一方、多くのママさん社員が約1年間の育休を取るのに対し、わずか5カ月の育休で復帰したのが今井聡美さん(30代、入社12年目)だ。彼女はマーケティング本部プロダクトマーケティング部副部長で、さまざまな住宅ローンの商品を拡充させている。部の実質的なトップとして20代の女性から50代の男性部下を統率する。しかも、今井さんの女性部下は、アグレッシブな“肉食女子”ばかり。上司の今井さんに対しても物おじせずに発言し、かつやるべきことをきっちりやるという。そんな肉食女子グループの長らしく、“自分の人生のベースは仕事”と言い切る。

マーケティング本部 プロダクトマーケティング部 副部長 今井聡美さん

「小学校3年生と4歳の子どもがいるので、もう少し自由な時間があればいいと思うこともありますが、公私ともに、不満はほとんどありません。私の仕事に子どもたちが合わせて付いてきてくれている感じなので、まさに“ワーク・ライフ・ブレンド”ですね」

今井さんは“デキる女性”の典型的なタイプに見えるが、もちろん仕事で悩むこともある。「商品を“一人前”にするためには、時間も手間もかかります。今も、担当している商品の売り上げがなかなか伸びていないのが悩み。でも息子たちと一緒に過ごしていると仕事の悩みから解放されるので、それほどストレスはありません」とメンタルもタフだ。

そんな多忙な今井さんを救ってくれたのが、オフィスのど真ん中にあるカフェとヘルスケアルーム。それまではついついお菓子だけでランチを済ませていたが、「カフェで提供されるサラダが美味しくて、定番メニューにしています。健康的だし、ほかの社員とおしゃべりもできて気分転換になります」。

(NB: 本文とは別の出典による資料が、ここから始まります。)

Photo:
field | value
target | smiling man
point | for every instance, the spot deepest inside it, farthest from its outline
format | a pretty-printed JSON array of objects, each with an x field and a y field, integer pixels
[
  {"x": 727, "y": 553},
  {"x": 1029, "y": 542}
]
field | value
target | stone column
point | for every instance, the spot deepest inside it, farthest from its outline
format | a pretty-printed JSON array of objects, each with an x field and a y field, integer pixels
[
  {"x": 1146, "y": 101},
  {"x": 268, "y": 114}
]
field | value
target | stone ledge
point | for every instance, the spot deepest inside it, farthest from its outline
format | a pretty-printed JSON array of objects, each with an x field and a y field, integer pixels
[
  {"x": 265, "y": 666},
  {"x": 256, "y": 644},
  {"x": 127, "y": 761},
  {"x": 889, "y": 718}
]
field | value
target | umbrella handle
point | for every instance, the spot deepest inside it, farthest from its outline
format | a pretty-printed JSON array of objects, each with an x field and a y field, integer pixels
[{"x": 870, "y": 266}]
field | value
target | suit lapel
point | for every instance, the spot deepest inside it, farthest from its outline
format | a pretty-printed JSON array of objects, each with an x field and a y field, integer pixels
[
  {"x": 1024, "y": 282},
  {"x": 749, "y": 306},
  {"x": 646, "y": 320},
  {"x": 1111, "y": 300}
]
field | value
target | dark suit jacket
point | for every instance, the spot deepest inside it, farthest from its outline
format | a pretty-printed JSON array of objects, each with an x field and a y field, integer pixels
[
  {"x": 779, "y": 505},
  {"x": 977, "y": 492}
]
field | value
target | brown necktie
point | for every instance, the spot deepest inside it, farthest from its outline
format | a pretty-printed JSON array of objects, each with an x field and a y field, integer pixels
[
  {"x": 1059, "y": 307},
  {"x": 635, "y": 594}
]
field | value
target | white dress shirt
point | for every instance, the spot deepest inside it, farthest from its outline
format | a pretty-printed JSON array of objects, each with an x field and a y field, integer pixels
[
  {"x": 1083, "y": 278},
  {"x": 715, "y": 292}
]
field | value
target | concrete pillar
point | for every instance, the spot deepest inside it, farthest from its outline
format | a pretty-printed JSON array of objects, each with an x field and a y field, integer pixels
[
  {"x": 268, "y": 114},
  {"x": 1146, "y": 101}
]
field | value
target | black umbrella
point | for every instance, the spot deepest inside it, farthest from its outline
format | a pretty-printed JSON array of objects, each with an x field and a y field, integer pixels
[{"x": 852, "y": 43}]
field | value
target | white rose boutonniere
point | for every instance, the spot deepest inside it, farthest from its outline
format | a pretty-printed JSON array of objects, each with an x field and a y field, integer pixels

当初は「金融機関なのに、オフィスの真ん中にカフェがあるなんておかしい」という否定的な意見もあったそうだが、今ではカフェはなくてはならない存在となっている。

AIの活用で、柔軟な働き方を目指す

審査と融資実行の速さもARUHIの特徴だが「ARUHIダイレクト」という、ウェブからの申込窓口を立ち上げたのが、オペレーション本部業務部ダイレクトグループグループ長の中小路恵さん(30代、入社10年目)。10人の部下は、年齢の幅が広く最高齢は70代。みな知識と経験がしっかりとあるので、リーダーとしての苦労はあまりないという。しかしウェブから申し込んでも、実際の審査には多くの書類が必要な状態がもどかしくもある。そもそも住宅ローンの申請が煩雑なので、ウェブで申し込みをしたとしても、その後対面で説明を受けたいという人が多いのが現状だ。